# Tuckerton n.j. Bike show.



## HIGGINSFOREVER (Oct 12, 2014)

Tuckerton n j.is having a  bike show this sunday oct 19.The show is hit or miss with vendors.Nice little town and lou the shop owner is a nice friendly guy.The show seems to be who ever has the most friends and family there is the winner no matter what the bike looks like.Easy to get to off garden state parkway or route 9


----------



## StevieZ (Oct 12, 2014)

What is the address for this show?


----------



## HIGGINSFOREVER (Oct 12, 2014)

steviez said:


> what is the address for this show?




village bicycle    213  e.main st. Tuckerton n.j.


----------



## bikiba (Oct 12, 2014)

I went the last few times. It is in the bicycle shops parking lot.


----------



## mike j (Oct 12, 2014)

I've been to the past two shows, scored some nice things. Small, but you never know what will materialize. Matt, who works there is a Caber.

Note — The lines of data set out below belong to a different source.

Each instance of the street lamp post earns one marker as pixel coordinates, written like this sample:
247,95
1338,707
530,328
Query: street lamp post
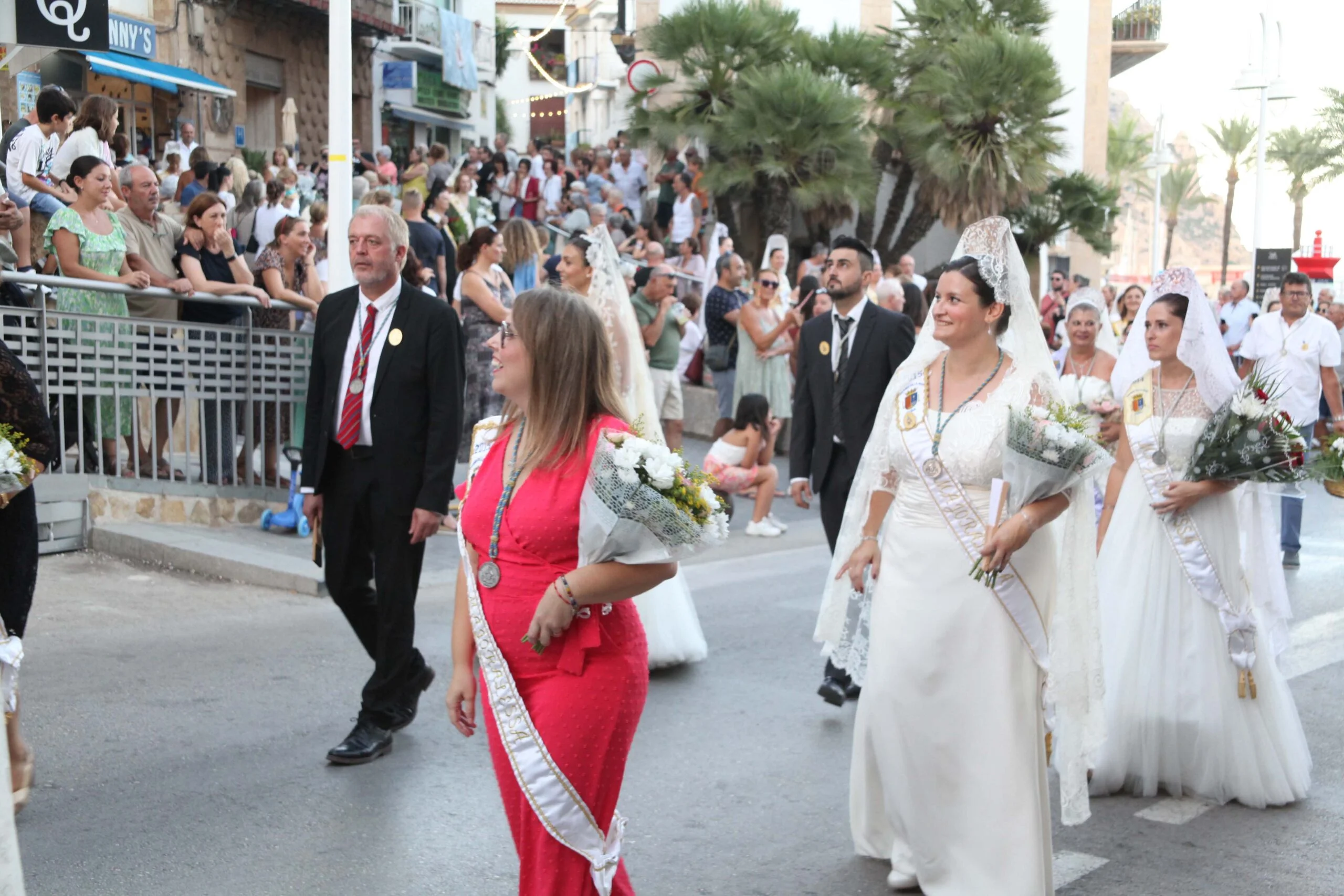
340,144
1159,164
1257,78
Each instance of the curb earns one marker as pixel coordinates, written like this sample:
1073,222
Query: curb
183,549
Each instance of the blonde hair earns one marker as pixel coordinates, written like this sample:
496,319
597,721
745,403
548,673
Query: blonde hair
521,242
573,374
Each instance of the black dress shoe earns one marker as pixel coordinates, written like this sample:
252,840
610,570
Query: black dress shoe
832,692
365,743
406,715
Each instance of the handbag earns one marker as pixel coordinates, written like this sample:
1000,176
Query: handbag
718,358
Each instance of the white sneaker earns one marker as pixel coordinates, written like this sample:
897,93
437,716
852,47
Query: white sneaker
764,530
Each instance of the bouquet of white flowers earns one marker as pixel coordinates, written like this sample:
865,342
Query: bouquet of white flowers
646,504
17,469
1330,467
1251,438
1049,452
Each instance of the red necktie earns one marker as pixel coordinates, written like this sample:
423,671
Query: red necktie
350,417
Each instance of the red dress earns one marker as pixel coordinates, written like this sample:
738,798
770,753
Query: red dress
585,693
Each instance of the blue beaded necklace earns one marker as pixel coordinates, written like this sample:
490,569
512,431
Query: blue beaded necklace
490,571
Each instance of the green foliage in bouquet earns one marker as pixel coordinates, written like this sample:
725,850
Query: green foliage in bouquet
1251,438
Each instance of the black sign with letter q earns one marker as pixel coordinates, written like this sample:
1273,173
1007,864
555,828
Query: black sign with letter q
71,25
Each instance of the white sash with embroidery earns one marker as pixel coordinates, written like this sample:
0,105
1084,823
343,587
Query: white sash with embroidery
1186,541
554,800
965,524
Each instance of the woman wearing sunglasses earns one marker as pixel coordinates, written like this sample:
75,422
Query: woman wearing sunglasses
761,327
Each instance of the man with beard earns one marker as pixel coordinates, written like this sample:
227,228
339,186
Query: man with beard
846,361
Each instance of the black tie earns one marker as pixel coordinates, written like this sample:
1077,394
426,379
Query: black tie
844,323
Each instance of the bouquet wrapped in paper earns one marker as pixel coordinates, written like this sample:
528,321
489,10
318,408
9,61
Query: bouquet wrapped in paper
1249,438
1049,450
17,469
646,504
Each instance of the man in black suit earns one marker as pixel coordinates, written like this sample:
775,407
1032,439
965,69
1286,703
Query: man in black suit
385,410
846,361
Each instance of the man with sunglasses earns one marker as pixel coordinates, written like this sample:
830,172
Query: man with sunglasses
654,307
1299,350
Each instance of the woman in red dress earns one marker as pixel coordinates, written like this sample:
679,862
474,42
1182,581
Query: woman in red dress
562,652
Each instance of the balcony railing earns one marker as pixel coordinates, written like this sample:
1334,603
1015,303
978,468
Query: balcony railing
1140,22
420,20
102,378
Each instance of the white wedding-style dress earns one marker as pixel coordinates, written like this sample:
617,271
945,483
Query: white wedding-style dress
1174,718
948,777
667,613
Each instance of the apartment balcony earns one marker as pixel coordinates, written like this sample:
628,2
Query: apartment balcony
1136,35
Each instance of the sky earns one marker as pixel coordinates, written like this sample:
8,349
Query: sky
1209,45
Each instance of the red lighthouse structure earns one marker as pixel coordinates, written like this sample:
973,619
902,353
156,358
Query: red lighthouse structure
1316,265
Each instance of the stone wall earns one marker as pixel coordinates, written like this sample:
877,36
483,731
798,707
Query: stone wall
112,505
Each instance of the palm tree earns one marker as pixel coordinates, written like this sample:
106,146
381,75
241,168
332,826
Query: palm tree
820,157
1076,202
1180,194
1127,150
1311,159
1234,139
979,129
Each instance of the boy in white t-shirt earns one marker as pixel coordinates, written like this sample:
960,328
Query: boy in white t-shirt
29,159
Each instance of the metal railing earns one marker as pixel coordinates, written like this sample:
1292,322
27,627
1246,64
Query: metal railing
1140,22
420,20
121,387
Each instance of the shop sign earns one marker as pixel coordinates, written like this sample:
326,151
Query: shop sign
70,25
131,37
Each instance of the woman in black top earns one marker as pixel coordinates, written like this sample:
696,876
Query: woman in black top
20,407
217,268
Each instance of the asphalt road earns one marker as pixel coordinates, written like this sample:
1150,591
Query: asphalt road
181,727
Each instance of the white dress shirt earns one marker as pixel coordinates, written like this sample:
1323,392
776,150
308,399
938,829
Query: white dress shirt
855,315
386,305
1309,343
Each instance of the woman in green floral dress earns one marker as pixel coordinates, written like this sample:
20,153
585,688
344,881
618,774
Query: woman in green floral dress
90,245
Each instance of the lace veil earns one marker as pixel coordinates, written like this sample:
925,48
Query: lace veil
1089,297
1202,350
1201,347
1074,683
611,300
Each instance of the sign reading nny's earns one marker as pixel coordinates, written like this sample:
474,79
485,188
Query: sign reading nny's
73,25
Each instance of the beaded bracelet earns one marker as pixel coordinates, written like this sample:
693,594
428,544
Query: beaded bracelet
568,594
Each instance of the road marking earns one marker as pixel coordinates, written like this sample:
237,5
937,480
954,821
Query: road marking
1175,812
1070,867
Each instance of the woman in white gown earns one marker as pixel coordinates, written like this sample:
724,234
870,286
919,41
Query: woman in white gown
948,777
591,267
1195,700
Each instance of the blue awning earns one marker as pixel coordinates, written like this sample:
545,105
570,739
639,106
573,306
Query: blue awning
425,116
154,73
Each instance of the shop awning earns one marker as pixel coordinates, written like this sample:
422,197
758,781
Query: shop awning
425,116
156,75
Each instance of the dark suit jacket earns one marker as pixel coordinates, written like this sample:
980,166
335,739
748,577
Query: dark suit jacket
884,340
416,412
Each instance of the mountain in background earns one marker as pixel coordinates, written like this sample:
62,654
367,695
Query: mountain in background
1199,233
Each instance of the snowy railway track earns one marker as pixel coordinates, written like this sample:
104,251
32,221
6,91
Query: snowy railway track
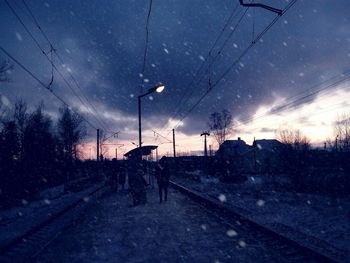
27,246
288,249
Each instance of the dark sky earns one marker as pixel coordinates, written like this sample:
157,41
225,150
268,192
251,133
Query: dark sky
102,43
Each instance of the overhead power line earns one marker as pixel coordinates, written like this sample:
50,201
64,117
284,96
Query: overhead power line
48,58
235,62
146,45
36,22
290,104
43,84
189,92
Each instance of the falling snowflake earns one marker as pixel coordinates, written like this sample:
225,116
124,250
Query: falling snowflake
260,203
19,37
231,233
222,198
242,243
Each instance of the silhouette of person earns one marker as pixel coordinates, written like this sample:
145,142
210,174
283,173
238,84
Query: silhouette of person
137,182
163,177
122,176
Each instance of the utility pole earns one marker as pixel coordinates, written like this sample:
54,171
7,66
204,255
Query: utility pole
174,143
98,146
98,152
205,134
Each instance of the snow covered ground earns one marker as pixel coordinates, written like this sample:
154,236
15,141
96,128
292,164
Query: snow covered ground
17,221
318,221
178,230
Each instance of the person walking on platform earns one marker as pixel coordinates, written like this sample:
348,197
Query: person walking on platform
122,176
137,183
163,177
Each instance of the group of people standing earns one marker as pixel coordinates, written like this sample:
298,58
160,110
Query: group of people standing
136,170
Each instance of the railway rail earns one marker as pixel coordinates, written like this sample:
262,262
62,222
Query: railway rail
290,250
26,247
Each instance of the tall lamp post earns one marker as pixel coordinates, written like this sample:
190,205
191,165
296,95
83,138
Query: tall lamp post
158,88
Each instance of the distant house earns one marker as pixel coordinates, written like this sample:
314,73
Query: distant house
238,153
261,157
231,148
267,155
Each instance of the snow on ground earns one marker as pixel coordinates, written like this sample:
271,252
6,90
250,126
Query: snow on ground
297,215
178,230
17,221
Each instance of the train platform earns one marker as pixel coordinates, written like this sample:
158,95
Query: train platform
179,230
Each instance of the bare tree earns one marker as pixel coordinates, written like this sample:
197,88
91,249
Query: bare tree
220,124
342,133
70,132
5,67
293,138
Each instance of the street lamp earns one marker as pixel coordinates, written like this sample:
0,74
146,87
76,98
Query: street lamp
157,88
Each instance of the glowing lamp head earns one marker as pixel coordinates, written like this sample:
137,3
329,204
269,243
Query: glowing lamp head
160,87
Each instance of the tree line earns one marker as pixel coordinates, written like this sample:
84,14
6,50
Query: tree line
35,151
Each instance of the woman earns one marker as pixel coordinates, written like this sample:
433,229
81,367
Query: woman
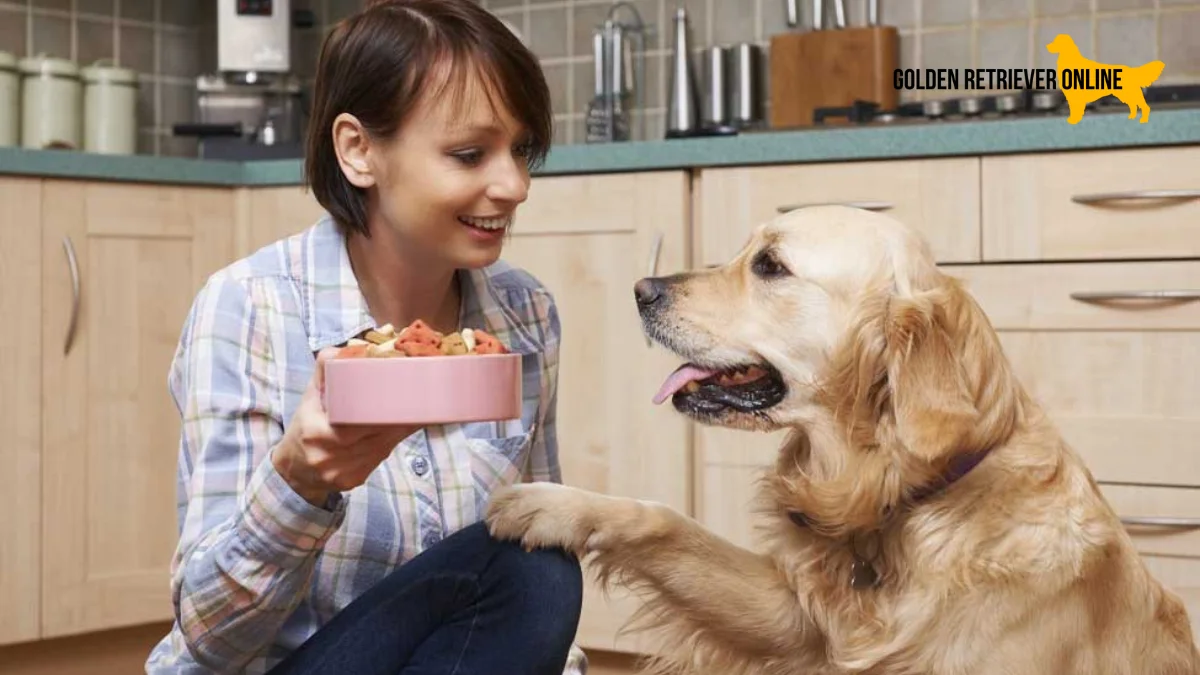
309,549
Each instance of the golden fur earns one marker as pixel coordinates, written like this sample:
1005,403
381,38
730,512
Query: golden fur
892,370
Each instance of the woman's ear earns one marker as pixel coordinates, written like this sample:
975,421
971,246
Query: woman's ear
930,394
353,147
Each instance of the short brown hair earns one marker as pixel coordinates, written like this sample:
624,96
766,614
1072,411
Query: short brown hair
377,64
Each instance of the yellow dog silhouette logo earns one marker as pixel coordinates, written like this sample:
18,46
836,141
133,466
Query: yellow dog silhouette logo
1084,81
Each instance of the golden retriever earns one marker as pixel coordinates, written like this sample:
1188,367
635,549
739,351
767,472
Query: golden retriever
1132,79
924,518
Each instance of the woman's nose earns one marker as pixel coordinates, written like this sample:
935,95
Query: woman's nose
510,183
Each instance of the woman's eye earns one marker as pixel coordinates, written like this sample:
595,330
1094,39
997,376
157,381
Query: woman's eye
469,157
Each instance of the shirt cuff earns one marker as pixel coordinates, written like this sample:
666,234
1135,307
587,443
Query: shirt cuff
281,524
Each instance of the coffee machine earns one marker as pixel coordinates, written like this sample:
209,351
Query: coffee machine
252,107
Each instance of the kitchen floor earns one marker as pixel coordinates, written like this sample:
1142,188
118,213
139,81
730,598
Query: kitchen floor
124,652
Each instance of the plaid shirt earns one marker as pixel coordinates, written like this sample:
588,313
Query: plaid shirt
258,569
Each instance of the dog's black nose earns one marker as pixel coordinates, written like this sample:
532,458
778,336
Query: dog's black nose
648,291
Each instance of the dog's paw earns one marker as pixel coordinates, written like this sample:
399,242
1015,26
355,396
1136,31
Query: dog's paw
541,515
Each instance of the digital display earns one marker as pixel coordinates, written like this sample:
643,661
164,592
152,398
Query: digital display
255,7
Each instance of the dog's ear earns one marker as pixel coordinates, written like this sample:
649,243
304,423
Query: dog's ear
897,375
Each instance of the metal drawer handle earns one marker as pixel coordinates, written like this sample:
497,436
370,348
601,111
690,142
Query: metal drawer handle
75,293
1137,195
653,267
868,205
1101,296
1161,521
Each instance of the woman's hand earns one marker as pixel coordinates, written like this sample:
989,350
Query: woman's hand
317,459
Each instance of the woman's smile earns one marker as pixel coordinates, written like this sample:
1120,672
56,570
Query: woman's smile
487,228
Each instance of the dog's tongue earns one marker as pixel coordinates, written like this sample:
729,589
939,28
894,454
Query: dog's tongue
681,377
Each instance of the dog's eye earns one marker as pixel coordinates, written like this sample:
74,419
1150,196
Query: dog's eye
767,267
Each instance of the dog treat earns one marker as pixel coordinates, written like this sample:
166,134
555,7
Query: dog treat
419,340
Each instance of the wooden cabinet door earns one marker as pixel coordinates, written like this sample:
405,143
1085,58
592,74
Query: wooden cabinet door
21,405
111,431
269,214
589,239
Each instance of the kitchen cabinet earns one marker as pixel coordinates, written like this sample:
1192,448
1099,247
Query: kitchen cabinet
21,406
111,432
1092,205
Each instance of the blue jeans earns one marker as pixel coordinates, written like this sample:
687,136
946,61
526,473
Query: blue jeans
468,605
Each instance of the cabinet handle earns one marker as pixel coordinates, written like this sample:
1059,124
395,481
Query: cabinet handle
1135,195
1101,296
869,205
1161,521
75,293
653,267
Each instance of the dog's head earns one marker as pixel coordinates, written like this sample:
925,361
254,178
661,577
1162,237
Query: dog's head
1062,42
832,318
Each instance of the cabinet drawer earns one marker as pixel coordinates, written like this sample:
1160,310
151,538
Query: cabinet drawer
1103,296
1140,203
1120,378
1128,401
940,197
1171,551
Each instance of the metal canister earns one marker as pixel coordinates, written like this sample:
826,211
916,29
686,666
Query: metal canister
715,88
745,85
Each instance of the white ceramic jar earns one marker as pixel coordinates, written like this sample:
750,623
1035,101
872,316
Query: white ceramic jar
51,102
10,101
109,109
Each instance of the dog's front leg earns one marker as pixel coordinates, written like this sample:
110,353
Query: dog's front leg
700,586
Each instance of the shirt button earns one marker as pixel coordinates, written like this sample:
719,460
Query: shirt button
420,465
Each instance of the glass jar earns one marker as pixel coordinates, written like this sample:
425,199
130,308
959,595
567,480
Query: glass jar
109,109
52,97
10,101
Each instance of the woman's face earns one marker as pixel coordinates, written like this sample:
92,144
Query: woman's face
448,184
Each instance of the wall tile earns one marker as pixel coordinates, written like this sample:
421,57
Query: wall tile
1126,40
945,12
12,31
946,49
136,48
1063,7
1180,46
94,41
1116,5
547,33
1005,10
52,36
139,10
1003,46
1080,30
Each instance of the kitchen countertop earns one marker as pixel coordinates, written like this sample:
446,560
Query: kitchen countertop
881,142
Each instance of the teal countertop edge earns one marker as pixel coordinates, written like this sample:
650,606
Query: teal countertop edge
900,141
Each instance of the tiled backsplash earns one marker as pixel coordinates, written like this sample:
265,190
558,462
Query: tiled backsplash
172,41
160,39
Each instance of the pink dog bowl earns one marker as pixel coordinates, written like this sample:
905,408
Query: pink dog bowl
423,389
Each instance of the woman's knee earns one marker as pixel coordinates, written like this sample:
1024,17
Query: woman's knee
550,580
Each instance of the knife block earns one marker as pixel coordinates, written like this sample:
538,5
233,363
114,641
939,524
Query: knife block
831,67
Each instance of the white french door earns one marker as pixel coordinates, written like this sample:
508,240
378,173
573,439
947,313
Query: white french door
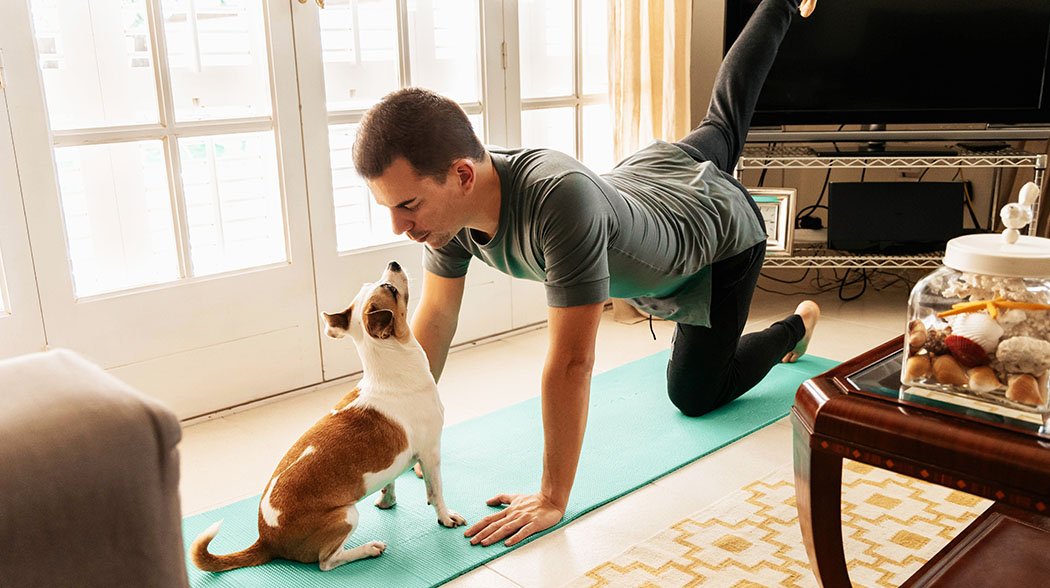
166,195
21,327
352,53
183,171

The shop moved up the road from the old location this year.


----------



## nj_shore (Oct 15, 2014)

Pretty cool, I will most likely be there.  Might bring down some to sell...

bikiba has some cash to spend from that cupid !  ....Beaufitul bike


----------



## Euphman06 (Nov 1, 2014)

Did anyone get pictures at this show?


----------